UK cinema admissions in 2009 highest since 2002; box office hits £1 billion


MUMBAI: The UK film industry continued to weather the global recession well in 2009. UK cinema admissions were at their highest level since 2002 at 173.5 million and the UK / Ireland box office exceeding £1 billion for the first time.

The industry reported the second best production year on record with total spends of £956.9 million, which is 56 per cent higher than 2008.

It also saw the highest ever level of inward investment to the tune of £752.7 million, which has more than doubled year on year and increased by £20 million on the record 2003 figures.

The level of independent film production culturally specific to the UK continues at a fairly consistent level compared to recent years, with 71 films made in 2009, which was down slightly from 77 films in 2008, spending a total £169.2 million.

2009 also saw independent UK films taking their largest market share in a decade (8.5 per cent of UK box office).

The number of co-productions remained stable at 22, but this figure remains significantly lower than the high of 106 in 2003. This is largely a function of the one flaw in the otherwise excellent film tax credit which dis-incentivises UK participation in co-productions by focusing tax relief on production spend made on the ground in the UK.

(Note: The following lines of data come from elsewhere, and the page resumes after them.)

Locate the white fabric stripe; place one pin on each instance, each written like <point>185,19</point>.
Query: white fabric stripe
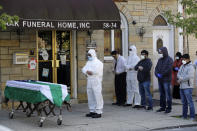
<point>44,89</point>
<point>24,85</point>
<point>64,91</point>
<point>47,93</point>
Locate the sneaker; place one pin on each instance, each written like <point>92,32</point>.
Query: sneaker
<point>160,110</point>
<point>127,105</point>
<point>167,111</point>
<point>149,108</point>
<point>90,114</point>
<point>96,115</point>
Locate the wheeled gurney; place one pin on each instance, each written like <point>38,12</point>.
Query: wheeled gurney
<point>38,96</point>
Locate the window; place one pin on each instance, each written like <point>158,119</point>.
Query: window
<point>107,42</point>
<point>159,21</point>
<point>112,41</point>
<point>159,44</point>
<point>118,41</point>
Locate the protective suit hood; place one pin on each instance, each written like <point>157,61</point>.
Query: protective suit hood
<point>92,52</point>
<point>133,59</point>
<point>134,50</point>
<point>164,51</point>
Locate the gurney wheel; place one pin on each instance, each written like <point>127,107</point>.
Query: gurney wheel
<point>40,124</point>
<point>68,106</point>
<point>28,113</point>
<point>11,115</point>
<point>59,122</point>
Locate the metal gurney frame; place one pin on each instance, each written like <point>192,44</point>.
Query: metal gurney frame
<point>38,96</point>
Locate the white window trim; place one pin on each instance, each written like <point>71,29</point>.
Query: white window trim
<point>125,39</point>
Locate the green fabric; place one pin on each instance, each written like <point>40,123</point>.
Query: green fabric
<point>67,98</point>
<point>33,96</point>
<point>24,95</point>
<point>56,92</point>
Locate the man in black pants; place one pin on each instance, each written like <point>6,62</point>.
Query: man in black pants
<point>120,78</point>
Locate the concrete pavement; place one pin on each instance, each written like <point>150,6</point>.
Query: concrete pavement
<point>115,118</point>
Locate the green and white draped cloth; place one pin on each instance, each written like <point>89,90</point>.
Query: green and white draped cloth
<point>36,91</point>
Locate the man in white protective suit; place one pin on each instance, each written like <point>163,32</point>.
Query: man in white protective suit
<point>94,72</point>
<point>133,95</point>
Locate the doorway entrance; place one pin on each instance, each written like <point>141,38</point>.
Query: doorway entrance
<point>54,56</point>
<point>163,35</point>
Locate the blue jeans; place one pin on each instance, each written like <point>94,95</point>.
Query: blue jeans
<point>165,93</point>
<point>186,98</point>
<point>144,88</point>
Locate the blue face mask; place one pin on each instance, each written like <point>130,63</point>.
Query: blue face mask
<point>90,58</point>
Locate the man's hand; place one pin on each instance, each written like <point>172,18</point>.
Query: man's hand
<point>176,68</point>
<point>159,75</point>
<point>131,69</point>
<point>89,73</point>
<point>140,68</point>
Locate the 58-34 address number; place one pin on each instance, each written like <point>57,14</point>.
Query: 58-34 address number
<point>110,25</point>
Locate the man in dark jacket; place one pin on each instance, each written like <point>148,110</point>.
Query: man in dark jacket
<point>143,67</point>
<point>163,71</point>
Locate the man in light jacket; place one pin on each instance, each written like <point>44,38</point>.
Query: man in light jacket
<point>163,72</point>
<point>186,79</point>
<point>132,83</point>
<point>120,78</point>
<point>94,72</point>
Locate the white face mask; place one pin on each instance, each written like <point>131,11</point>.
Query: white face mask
<point>142,57</point>
<point>184,62</point>
<point>131,52</point>
<point>160,55</point>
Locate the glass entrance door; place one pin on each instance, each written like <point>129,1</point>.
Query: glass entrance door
<point>54,56</point>
<point>63,57</point>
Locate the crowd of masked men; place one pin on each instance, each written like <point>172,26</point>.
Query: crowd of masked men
<point>133,80</point>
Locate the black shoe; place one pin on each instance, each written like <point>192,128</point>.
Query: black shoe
<point>160,110</point>
<point>127,105</point>
<point>90,114</point>
<point>137,106</point>
<point>149,108</point>
<point>115,103</point>
<point>167,111</point>
<point>121,104</point>
<point>96,116</point>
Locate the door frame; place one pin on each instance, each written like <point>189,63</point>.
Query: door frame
<point>54,58</point>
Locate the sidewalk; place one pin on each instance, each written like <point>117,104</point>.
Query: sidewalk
<point>115,118</point>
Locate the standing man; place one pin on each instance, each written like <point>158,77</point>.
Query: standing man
<point>175,68</point>
<point>144,67</point>
<point>186,79</point>
<point>195,66</point>
<point>120,78</point>
<point>163,71</point>
<point>132,83</point>
<point>94,72</point>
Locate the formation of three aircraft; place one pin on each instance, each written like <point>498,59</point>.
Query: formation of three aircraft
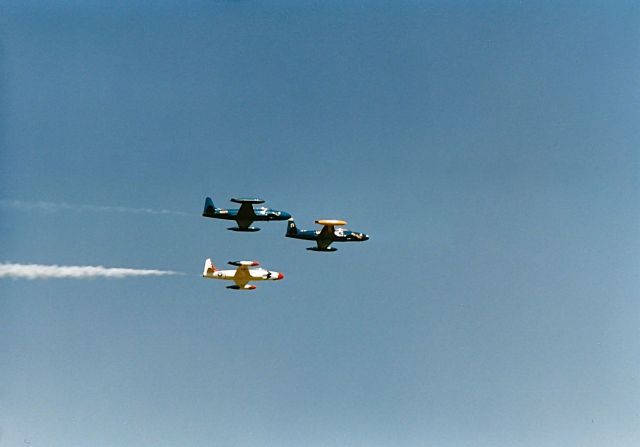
<point>246,215</point>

The overall market share of UK films (which includes both UK independent and UK films produced with US backing) was 16.5 per cent in 2009, with independent UK films taking an 8.5 per cent share, which is the highest figure of the decade, and comes on the back of successful titles such as Slumdog Millionaire, St Trinian’s 2: The Legend of Fritton’s Gold, and In the Loop.

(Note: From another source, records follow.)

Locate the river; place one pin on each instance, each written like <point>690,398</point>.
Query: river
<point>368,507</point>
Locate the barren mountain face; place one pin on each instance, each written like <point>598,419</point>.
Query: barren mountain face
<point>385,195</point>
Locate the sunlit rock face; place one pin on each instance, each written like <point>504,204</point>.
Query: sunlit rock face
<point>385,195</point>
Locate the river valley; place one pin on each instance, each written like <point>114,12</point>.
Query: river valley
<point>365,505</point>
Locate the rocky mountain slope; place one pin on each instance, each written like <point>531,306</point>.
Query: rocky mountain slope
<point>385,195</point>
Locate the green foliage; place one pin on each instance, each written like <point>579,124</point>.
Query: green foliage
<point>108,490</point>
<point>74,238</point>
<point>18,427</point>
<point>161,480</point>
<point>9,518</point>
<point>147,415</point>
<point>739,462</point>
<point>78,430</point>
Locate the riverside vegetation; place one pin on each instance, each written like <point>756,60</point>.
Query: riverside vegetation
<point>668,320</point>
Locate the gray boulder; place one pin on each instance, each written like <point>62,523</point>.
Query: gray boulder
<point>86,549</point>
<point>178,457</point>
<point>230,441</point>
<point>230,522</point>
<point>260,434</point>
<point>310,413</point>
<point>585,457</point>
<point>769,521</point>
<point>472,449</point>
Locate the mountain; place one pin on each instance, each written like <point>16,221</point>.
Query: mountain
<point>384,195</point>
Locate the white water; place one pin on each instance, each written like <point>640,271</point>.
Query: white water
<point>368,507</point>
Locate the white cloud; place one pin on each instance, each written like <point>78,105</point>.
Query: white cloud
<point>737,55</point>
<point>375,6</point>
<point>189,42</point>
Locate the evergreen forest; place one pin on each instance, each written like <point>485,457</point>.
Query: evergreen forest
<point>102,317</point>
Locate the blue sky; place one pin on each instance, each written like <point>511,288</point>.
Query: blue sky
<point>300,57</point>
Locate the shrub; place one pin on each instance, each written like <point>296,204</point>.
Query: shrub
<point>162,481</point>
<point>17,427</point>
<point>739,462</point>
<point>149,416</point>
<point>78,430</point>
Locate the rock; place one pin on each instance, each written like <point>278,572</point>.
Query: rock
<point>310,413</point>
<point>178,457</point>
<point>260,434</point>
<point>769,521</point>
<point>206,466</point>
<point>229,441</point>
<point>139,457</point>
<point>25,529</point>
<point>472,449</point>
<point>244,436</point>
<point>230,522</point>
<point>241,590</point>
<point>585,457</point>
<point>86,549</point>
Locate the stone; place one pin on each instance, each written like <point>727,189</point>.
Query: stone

The record-breaking box office figures come after a busy and very successful year at UK cinemas for international blockbusters (such as Harry Potter and the Half-Blood Prince, The Twilight Saga: New Moon, and The Hangover), whilst 2009 can also be seen as the year of 3D, with three of the year’s top five films in 3D (Avatar, Ice Age 3, and Up).

Minister for the Creative Industries Sion Simon said, "Looking at today’s figures it’s hard to imagine that there was a time not so long ago that UK production was in the doldrums and cinema-going was under threat from new forms of home entertainment. We are now looking at superb production statistics and incredibly buoyant box office receipts, which come at a time when film is poised to make its next big leap into the world of 3D and digital screens, with all the possibilities that those developments bring. It should, of course, be remembered that none of this success happens by chance. Strong and consistent investment by Government over this decade has helped to give UK film the economic and cultural prominence it deserves.  And we should be incredibly proud of the expertise, talent and facilities that continue to make the UK a top choice for overseas producers."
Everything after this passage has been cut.